Sovyetler ve darbeler kıtası Afrika

Kavas, bu şekilde 1960’lı yıllara gelindiğini, devamında da Afrika’daki sömürge ülkelerde Avrupa’ya hizmet edecek iktidarlar oluşturulduğunu söyledi. Kavas, “İktidarlara gelen insanların tamamına yakını, eski sömürgecilerin açtığı sınırlı sayıdaki okullarda yetişmiş insanlardı. O insanların sömürgeye en karşı olanı bile sonuçta Fransa’ya karşıysa İngiltere tarafını destekliyor, İngiltere’ye karşıysa Fransa veya İtalya tarafını destekliyordu” dedi.

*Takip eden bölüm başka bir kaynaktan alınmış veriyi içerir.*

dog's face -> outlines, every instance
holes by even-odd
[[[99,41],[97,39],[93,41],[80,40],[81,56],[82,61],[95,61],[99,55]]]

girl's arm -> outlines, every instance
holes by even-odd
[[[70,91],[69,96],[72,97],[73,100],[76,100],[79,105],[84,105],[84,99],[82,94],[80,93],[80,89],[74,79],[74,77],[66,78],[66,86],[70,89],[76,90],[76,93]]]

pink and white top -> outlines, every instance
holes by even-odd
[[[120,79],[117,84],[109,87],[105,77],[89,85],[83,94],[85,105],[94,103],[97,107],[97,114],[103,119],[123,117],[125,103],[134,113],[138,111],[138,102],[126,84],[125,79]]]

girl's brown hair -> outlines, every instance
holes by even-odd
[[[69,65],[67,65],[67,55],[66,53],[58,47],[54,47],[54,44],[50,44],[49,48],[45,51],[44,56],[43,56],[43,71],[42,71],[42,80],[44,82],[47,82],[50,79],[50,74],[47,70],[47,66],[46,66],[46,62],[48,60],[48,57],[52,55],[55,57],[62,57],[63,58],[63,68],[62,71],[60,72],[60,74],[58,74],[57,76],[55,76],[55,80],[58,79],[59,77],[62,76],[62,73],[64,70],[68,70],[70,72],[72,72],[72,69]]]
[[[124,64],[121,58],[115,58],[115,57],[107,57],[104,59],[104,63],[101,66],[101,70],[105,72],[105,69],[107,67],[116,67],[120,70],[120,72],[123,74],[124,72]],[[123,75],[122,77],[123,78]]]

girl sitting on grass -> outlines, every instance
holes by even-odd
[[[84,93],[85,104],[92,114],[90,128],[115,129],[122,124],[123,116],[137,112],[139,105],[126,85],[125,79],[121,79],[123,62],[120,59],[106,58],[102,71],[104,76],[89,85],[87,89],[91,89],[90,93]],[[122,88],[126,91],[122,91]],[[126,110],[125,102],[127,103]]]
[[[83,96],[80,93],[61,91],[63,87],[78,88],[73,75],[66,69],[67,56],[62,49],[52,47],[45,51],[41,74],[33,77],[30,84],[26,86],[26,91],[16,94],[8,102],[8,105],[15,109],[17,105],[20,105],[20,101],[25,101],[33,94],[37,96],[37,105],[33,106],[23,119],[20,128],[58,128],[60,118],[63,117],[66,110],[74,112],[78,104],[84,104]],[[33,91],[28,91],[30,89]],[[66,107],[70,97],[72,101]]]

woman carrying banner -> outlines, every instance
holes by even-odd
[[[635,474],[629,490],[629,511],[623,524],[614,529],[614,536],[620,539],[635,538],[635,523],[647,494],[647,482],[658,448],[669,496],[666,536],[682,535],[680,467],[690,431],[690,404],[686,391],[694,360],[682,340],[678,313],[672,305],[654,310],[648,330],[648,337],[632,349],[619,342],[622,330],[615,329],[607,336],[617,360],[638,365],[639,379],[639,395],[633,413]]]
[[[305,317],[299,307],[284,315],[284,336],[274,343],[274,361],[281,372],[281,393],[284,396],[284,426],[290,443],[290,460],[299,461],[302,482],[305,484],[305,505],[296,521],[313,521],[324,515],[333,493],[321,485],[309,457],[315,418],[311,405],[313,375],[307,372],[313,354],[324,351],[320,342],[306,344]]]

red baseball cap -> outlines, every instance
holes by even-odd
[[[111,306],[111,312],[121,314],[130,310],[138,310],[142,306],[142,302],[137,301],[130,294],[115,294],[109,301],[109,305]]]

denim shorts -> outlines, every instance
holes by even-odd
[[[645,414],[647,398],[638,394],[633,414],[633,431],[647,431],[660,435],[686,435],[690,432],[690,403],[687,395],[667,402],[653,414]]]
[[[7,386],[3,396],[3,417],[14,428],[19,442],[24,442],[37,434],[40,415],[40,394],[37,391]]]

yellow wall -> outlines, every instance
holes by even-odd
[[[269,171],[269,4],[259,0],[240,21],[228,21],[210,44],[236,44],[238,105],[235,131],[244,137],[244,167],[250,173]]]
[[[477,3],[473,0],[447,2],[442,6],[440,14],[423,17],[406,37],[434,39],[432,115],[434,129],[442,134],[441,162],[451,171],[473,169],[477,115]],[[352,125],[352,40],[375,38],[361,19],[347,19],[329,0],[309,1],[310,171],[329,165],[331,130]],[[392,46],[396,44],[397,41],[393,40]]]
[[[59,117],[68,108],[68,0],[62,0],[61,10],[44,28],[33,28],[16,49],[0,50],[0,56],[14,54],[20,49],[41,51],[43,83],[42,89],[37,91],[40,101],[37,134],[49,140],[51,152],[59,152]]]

1960-1990 yılları arasında Afrika’da Sovyetler Birliği’nin devreye girdiğini belirten Kavas, Sovyetler’in Afrika’yı Avrupa devletleri kadar tanımadığını ancak Afrika’nın gelecek nesillerini yetiştirmek üzere kendi ülkesinde bir üniversite açıp çok sayıda Afrikalı genci bu üniversitede yetiştirdiğini anlattı. Kavas, “Marksist Leninist akımlarla yetişen bu gençler daha sonra ya iktidara geldiler veya en güçlü direniş hareketlerini oluşturdular ve 1960’tan 1990’a kadar Afrika adeta darbeler kıtası hâline geldi” dedi.

Batı’nın Afrika tanımı

Avrupa’nın, Afrika kıtasını “gelişmiş” ve “gelişmekte olan ülkeler” tasnifinin dışında ürettiği “Üçündü dünya ülkeleri” tâbiriyle tanımladığını belirten Kavas, “Az gelişmişlik bir bütündür, parçalanamaz” sözü kullanıma sokularak bölgeyle alay edildiğini ifade etti. Kavas, “Yani ekonomisi düzelmez, insanların eğitimi düzelmez, sosyal yapı düzelmez, kültürel anlamda herhangi bir şey yapamazsınız… 1960-90 arasında Batı, adeta ‘Biz aslında sizi bir daha ayağa kalkamayacak şekilde diz çöktürdük. Siz bu hâlinizle devam edeceksiniz. Biz, ihtiyaç duydukça sizi kullanacağız’ tavrı içinde oldu” dedi.

Ve Çin Afrika’da

1990’lı yıllarda Çin’in, Hindistan’ın, Brezilya’nın bu düzeni bozmaya başladığını belirten Kavas, Avrupa’nın ise bu süreçte bütün dikkatini büyük bir tehlike ve tehdit olarak gördüğü İslâmî hareketlere çevirdiğini, bu ilgi kaymasından faydalanan Çin’in de Afrika’da inanılmaz bir şekilde hamleler yaptığını anlattı. Kavas, “Afrikalılar, Çin’in hamlelerini alkışlarla karşıladılar. Hâlâ da öyleler. Yani, Çin’in Afrika’ya olan ilgisini kendileri açısından ‘Bizim kabuğumuzu kıran, bizi kalkındıran, dünyaya açan bir ilgi” şeklinde görmeye başladılar” diye konuştu.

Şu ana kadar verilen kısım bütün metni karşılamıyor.